Apart from betweenWe can use multiple comparison operators on the item’s sort key in the query operation.

The above operators are self-explanatory and can be used to write flexible queries for the DynamoDB table. You can read more about them in boto3 docs.

Sorting with DynamoDB Query

With the query function, we get multiple items from the DynamoDB table. Often you will need to sort those items as we do in SQL queries with the ORDER BYclause. We can also sort our result set by passing the ScanIndexForwardto DynamoDB query function.

def query_data_with_sort():
    # sorts items in descending order based on sort key when ScanIndexForward=False
    # sorts items in ascending order based on sort key when ScanIndexForward=True which is default
    response = orders_table.query(
        KeyConditionExpression="order_id = :id and order_date between :dt1 and :dt2",
        ExpressionAttributeValues={
            ":id": "ord100",
            ":dt1": "2022-06-28",
            ":dt2": "2022-06-30",
        },
        ScanIndexForward=False,
    )

    pprint(response["Items"])

    # output
    """
    [
     {'item_count': Decimal('48'),
      'order_date': '2022-06-30',
      'order_id': 'ord100'},
     {'item_count': Decimal('49'),
      'order_date': '2022-06-29',
      'order_id': 'ord100'},
     {'item_count': Decimal('50'),
      'order_date': '2022-06-28',
      'order_id': 'ord100'}
    ]
    """

In the above code, we have sorted items in descending order based on order_date by passing the ScanIndexForward parameter with the value False.

In SQL, we can order our data based on any table column. In DynamoDB, the query function can only sort data based on the sort key of an item.

Limit the number of items returned with the DynamoDB Query

Another popular use case is limiting the number of items the Query function returns. We can do that as shown below.

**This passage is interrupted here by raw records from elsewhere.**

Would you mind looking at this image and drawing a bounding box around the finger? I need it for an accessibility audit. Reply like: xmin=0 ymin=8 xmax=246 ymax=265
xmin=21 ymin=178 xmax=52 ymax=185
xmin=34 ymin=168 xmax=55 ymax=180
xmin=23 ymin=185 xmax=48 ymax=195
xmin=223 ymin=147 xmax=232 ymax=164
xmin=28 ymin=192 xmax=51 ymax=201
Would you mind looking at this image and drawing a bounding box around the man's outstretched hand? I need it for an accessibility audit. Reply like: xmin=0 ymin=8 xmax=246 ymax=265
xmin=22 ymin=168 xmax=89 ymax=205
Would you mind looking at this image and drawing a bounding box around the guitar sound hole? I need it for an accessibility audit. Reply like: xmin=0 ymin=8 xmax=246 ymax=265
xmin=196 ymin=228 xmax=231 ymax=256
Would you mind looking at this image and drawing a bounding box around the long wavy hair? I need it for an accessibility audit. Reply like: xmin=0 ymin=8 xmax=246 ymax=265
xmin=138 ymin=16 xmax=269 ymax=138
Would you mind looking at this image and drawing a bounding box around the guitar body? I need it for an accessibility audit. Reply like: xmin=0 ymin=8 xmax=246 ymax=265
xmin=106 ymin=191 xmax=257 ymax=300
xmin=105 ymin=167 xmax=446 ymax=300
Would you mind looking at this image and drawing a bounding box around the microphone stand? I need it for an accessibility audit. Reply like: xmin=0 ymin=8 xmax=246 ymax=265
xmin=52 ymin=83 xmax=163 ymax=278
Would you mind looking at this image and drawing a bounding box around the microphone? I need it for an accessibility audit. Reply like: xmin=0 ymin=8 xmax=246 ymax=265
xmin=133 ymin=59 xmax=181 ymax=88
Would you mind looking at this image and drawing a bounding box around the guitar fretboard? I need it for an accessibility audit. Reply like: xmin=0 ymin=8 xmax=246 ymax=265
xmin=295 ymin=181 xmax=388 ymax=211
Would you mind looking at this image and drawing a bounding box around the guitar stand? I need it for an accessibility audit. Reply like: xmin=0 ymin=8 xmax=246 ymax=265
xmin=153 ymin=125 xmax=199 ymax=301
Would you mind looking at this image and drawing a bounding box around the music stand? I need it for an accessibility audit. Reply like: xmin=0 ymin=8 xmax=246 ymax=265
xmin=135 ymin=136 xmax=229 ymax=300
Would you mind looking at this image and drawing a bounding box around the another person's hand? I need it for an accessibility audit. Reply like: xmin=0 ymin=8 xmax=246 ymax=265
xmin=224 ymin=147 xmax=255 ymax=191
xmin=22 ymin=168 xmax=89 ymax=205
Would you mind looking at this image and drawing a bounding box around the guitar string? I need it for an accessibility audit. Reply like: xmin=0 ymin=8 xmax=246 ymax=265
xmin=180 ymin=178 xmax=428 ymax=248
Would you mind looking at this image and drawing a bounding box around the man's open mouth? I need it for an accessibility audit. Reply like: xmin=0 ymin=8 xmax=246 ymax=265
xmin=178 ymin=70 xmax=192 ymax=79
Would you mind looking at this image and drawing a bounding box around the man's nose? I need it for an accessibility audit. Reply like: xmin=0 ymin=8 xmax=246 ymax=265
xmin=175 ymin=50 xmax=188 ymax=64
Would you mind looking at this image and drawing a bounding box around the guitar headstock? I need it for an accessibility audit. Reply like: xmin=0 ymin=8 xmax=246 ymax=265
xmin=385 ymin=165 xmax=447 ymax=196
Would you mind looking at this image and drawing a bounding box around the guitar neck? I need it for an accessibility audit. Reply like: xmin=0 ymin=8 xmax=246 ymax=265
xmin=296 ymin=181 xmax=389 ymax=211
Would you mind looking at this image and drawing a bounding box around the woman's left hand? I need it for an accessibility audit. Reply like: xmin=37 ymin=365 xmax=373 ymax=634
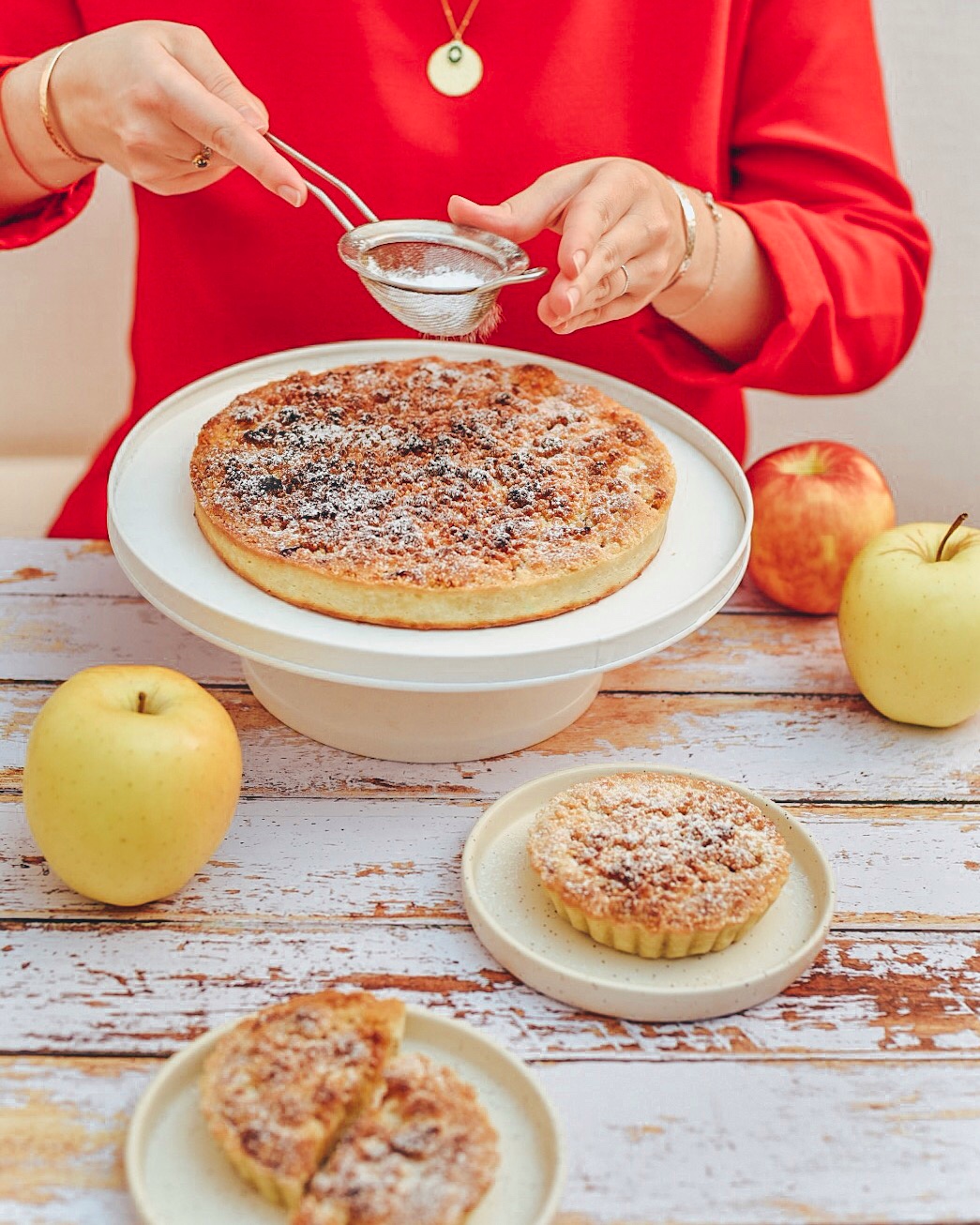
xmin=449 ymin=157 xmax=686 ymax=335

def query_data_with_limit():
    response = orders_table.query(
        KeyConditionExpression="order_id = :id and order_date between :dt1 and :dt2",
        ExpressionAttributeValues={
            ":id": "ord100",
            ":dt1": "2022-06-28",
            ":dt2": "2022-06-30",
        },
        Limit=1,
    )

    pprint(response["Items"])

    # output
    """
    [{'item_count': Decimal('50'),
      'order_date': '2022-06-28',
      'order_id': 'ord100'}]
    """

Pagination with DynamoDB query

We can also use pagination with our DynamoDB queries. Let us look at the example below.

def query_data_with_pagination():
    response = orders_table.query(
        KeyConditionExpression="order_id = :id and order_date between :dt1 and :dt2",
        ExpressionAttributeValues={
            ":id": "ord100",
            ":dt1": "2022-06-28",
            ":dt2": "2022-06-30",
        },
        Limit=1,
    )
    pprint(response["Items"])
    while response.get("LastEvaluatedKey"):
        response = orders_table.query(
            ExclusiveStartKey=response.get("LastEvaluatedKey"),
            KeyConditionExpression="order_id = :id and order_date between :dt1 and :dt2",
            ExpressionAttributeValues={
                ":id": "ord100",
                ":dt1": "2022-06-28",
                ":dt2": "2022-06-30",
            },
            Limit=1,
        )
        print("### New Call ###")
        pprint(response["Items"])

    # output
    """
    [{'item_count': Decimal('50'),
      'order_date': '2022-06-28',
      'order_id': 'ord100'}]
    ### New Call ###
    [{'item_count': Decimal('49'),
      'order_date': '2022-06-29',
      'order_id': 'ord100'}]
    ### New Call ###
    [{'item_count': Decimal('48'),
      'order_date': '2022-06-30',
      'order_id': 'ord100'}]
    """

In the above code,

  1. First, we query and get 1 item back ( as we have set a limit of 1)
  2. If there are more items we can fetch using the same query, a response will have the LastEvaluatedKey parameter.
  3. We can use a value from LastEvaluatedKey, to start our query from an item we have already received.
  4. We will keep querying for data until there is no LastEvaluatedKey in response, signaling that all items matching the current query have been fetched.

Conclusion

In this blog, we have learned how to query data from the DynamoDB table. We have also learned how to filter data based on sort keys and how to sort and use limit and pagination with DynamoDB query. In the next blog, we will learn how to update items in DynamoDB. See you there.